Latent heat thermal energy storage based on phase change materials (PCMs) provides an effective approach for regulating heat transfer and reducing the mismatch between energy supply and demand in systems involving intermittent renewable energy sources [1]. Such storage units are therefore widely regarded as important components in thermal management systems, particularly where transient heat release and absorption must be controlled [2], [3]. In latent heat storage systems, PCMs absorb and release thermal energy during phase transition over a narrow temperature range, which makes them suitable for applications requiring stable thermal regulation [4]. The widespread adoption of PCMs in energy storage applications is facilitated by their availability in various latent heats and melting temperature ranges [5]. Nevertheless, a significant drawback of PCM systems lies in their low thermal conductivity. This characteristic leads to slower rates of both charging and discharging [6]. From a system-level perspective, this limitation is closely related to the interaction among conduction, phase transformation, and boundary-driven heat transfer within the storage domain. To mitigate the drawbacks of poor thermal conductivity, recent advancements have introduced various performance enhancement techniques [7]. These approaches include geometric modification, the use of extended surfaces, porous structures, and nanoadditives, all of which alter the dominant heat transfer pathways during phase change [8]. Yagci et al. [9] examined the phase change behaviour of PCM within a vertical gap. They investigated different fin geometries with varying inlet fluid temperatures.

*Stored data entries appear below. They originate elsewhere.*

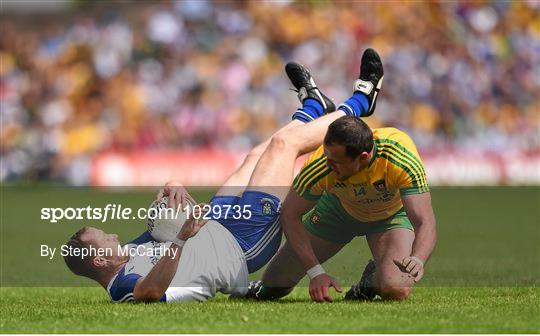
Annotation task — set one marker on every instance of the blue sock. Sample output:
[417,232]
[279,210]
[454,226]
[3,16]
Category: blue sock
[355,106]
[311,109]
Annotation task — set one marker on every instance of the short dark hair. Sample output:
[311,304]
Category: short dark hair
[352,133]
[78,265]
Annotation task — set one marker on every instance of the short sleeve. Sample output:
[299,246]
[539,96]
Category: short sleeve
[408,173]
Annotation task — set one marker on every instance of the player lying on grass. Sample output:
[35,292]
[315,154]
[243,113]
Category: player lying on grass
[218,255]
[361,182]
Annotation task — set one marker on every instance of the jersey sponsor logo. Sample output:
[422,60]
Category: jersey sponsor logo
[267,206]
[359,191]
[380,186]
[315,218]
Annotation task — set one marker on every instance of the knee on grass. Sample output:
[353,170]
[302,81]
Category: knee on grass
[285,140]
[395,293]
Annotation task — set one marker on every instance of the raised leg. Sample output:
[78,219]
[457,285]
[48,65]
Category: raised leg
[275,167]
[237,182]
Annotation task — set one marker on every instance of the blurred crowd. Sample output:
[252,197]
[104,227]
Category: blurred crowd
[194,73]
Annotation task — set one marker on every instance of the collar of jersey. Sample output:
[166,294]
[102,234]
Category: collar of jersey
[374,154]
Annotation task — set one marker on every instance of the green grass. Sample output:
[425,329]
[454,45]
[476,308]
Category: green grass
[483,277]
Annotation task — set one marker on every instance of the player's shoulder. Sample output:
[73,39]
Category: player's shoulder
[121,287]
[393,135]
[390,133]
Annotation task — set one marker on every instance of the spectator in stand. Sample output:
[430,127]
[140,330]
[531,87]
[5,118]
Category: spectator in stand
[187,74]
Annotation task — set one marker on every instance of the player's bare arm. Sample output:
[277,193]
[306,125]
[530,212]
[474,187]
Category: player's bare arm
[152,287]
[293,209]
[177,194]
[420,212]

Sheikholeslami [10] investigated the complete thermal cycle of paraffin behavior enhanced with nanoparticles in an air ventilation setup. His findings revealed that incorporating a paraffin layer increased temperature fluctuations by approximately 8%. Porous foam was utilized by Zhang et al. [11] to enhance the melting process. Their experimental tests revealed that copper foam was the most effective choice among the various types tested. Additionally, they demonstrated that the inclusion of porous foam weakened the buoyancy force. Acır and Canlı [12] investigated the effect of fins on the melting time of paraffin wax under artificial sunlight. Their results showed that increasing the number of fins improved thermal performance, whereas excessive fin thickness reduced the enhancement effect. Tian et al. [13] scrutinized the melting of paraffin in a container with edges to assess its behavior. They experimented with different types of fins and discovered that copper fins exhibited the best performance, reducing the melting period by 41.6%. Wang et al. [14] investigated the melting behaviour of paraffin and reported that the addition of nanomaterials caused a noticeable reduction in melting enthalpy. Although these studies have clarified the separate roles of fins, porous media, and nanoadditives, fewer works have examined their combined influence together with radiative heat transfer in a unified solidification model.

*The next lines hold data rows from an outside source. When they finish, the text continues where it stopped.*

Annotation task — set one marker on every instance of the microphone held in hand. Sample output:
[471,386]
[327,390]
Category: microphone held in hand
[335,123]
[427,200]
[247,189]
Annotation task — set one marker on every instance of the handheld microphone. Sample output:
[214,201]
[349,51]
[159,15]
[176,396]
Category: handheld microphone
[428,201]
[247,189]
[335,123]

The present work investigates the solidification process in phase-change storage enclosures with circular and square walls by considering the coupled effects of hybrid nanoparticles, porous media, thermal radiation, and fin-assisted boundary cooling. The system is treated as a multiphysics heat transfer problem in which conduction, radiative exchange, porous-domain transport, and phase transformation jointly determine the freezing behaviour. A hybrid nanomaterial is introduced in the liquid phase to modify the effective thermal properties of the PCM, while porous foam is incorporated to strengthen conductive heat transfer within the storage domain. The bottom circular cold wall and attached fins are used to intensify local heat removal and influence the movement of the solidification front. In the numerical formulation, velocity terms with negligible influence on freezing are omitted, and transient source terms are retained to describe the time-dependent evolution of the phase change process. By combining the Galerkin method with adaptive meshing, the study provides a consistent numerical assessment of how material modification, porous structures, and radiation interact to control solidification performance in thermal energy storage systems.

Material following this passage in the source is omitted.